Le Guin and Tolstoy both felt the need to explain their works more fully to readers—books on their own might be misunderstood and misread, as essays or epics or philosophical tracts instead of novels. What does it mean when an author feels the need to step forward and explain their work? Should a novel be understandable on its own, and readers free to interpret it however they wish, or should the writer exert control not only on what is read but how it is read as well?

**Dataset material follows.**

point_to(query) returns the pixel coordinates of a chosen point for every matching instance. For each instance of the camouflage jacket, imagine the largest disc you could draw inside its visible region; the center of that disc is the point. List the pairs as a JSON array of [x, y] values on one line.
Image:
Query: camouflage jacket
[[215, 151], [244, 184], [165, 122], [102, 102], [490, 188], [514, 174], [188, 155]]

*Side note that does not relate to the rest of my post but that might be of interest: In Plato’s Symposium, which includes a variety of short discourses on the nature of love, Aristophanes proposes that in the past, the “sexes were not two as they are now, but originally three in number; there was man, woman, and the union of the two, having a name corresponding to this double nature, which had once a real existence, but is now lost, and the word ‘Androgynous’ is only preserved as a term of reproach.” According to Aristophanes' account, primeval man consisted of what we would think of as two different people (of the same sex or different) merged together: everyone had four hands, four feet, two faces, and two “privy members.” Zeus then split everyone in half so that “Each of us when separated, having one side only, like a flat fish, is but the indenture of a man, and he is always looking for his other half.”


Obviously, the androgyny of the Gethenians is quite different from this account, but it might be interesting to compare the two.